Creo en Dios Todo poderoso, de cuyas manos salieron el sol, la luna y las estrellas. Creo que este maravilloso universo que evoluciona sin parar y se dirige a buen ritmo hacia la eternidad es obra de Aquél en quien vivimos, nos movemos y existimos.
Creo que todo lo que existe tiene valor, tiene sentido y tiene además, aunque no siempre la sepamos, alguna explicación. Nada nunca apareció por azar; no hay corazón que no palpite, que no se agite, que no se enamore. Las cosas forman parte de un todo mayor que recoge en una especie de síntesis cósmica el amor, el deseo, la fuerza y la esperanza. En ninguna mente caben todos los secretos, nadie conoce la totalidad del misterio, ninguno tiene la capacidad de responder con verdad a todas las preguntas.
Creo que el ser humano es especial, no porque sea más que las otras realidades existentes; es especial porque es inteligente y libre. Sin pedirlo recibió en sus manos la gigante responsabilidad de conducir al mundo al abismo o a la cima; aunque no tiene alas gran parte del futuro de todo está en sus manos y aceptémoslo o no lo que está ahora, como está ahora, es también fruto de su trabajo.
Creo que la vida es como las olas del mar; las cosas vienen y van. Todo fluye, nada es para siempre. Somos un punto móvil en una realidad compleja que está en continuo movimiento. La seguridad no es algo que dure mucho. El tiempo malo tarde o temprano se va y en cada amanecer empieza un día nuevo lleno de incertidumbres, de promesas y esperanzas.
Creo En el valor de las cosas simples, creo en la compasión y la esperanza. Nadie es más grande en esta tierra para mí que aquellos que trabajan, luchan y se comprometen para hacer de este mundo un mejor lugar para vivir. Admiro aquellos que dejan huellas por los caminos que transitan, a aquellos que arriesgan el pellejo por lo que creen, a aquellos que siembran rosas, trigo y robles en los campos del mundo, a quienes no se resignan a sentarse enfrente de su casa a esperar a ver a qué horas pasa el enigmático y traicionero tren que se lleva lejos su destino.
Creo en el trabajo, en el esfuerzo, en el sacrificio. Conocí muchos santos y héroes en mi vida. Agradecí a Dios haberlos puesto en mi camino. Cada vez que pude me inspiré en ellos y con humildad intenté seguir sus pasos. Creo en la lucha, no en la armada, y sé que lo lo bueno, lo bello y verdadero se encuentran siempre mar adentro; aprendí con los mineros de África que en el centro de la roca es donde habitan los diamantes y comprobé con los campesinos de mi tierra que es sudando la gota amarga como se consigue el pan.
Creo en la familia, en la patria, en las leyes. Creo en el respeto a las autoridades.

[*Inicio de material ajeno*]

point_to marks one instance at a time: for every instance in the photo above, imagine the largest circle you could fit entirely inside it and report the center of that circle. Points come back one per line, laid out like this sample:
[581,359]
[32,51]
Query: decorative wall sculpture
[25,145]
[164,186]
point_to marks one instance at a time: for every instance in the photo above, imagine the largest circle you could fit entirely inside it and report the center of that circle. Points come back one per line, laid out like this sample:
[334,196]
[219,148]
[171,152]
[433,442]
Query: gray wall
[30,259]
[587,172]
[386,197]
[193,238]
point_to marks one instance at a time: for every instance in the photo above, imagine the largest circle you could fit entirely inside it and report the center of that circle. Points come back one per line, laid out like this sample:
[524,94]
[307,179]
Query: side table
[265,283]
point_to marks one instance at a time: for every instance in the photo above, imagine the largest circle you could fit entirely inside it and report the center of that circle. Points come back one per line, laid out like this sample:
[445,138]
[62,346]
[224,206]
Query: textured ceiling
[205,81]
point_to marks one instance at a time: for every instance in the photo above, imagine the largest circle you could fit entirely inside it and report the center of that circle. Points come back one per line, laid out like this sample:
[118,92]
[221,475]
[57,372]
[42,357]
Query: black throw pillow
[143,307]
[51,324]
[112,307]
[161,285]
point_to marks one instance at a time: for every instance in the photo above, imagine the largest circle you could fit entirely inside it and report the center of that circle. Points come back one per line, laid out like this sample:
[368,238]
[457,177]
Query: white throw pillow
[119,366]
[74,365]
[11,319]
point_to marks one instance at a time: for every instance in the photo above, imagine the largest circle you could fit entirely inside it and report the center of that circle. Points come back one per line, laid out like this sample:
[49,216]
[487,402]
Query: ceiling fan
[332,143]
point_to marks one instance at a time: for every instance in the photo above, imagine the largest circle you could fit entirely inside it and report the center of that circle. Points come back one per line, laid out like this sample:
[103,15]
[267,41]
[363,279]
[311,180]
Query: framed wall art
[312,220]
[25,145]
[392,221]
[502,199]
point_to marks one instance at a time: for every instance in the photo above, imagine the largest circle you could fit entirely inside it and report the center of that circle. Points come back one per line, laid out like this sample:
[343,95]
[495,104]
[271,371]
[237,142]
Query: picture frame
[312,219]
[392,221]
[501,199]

Creo que, aunque distintos, todos somos iguales y tenemos, como decía Víctor Jara, derecho en esta tierra a vivir en paz y a ser felices.
Creo en el final de la tormenta, en la cicatrización de las heridas, en la reconciliación de la gente. Tengo certeza que desde más allá de las fronteras humanas ya salió la ayuda que nos va a levantar. Quiero seguir creyendo que habrá un futuro y que estaremos en él con los seres que amamos. Aspiro a que después de estos días de angustias y desesperos, nuevamente con abrazos y con besos, un arcoíris de flores sea la puerta de un tiempo nuevo. Puede ser que cuando ya no llueva, incluso siendo pecadores, finalmente sean perdonados Adán y Eva.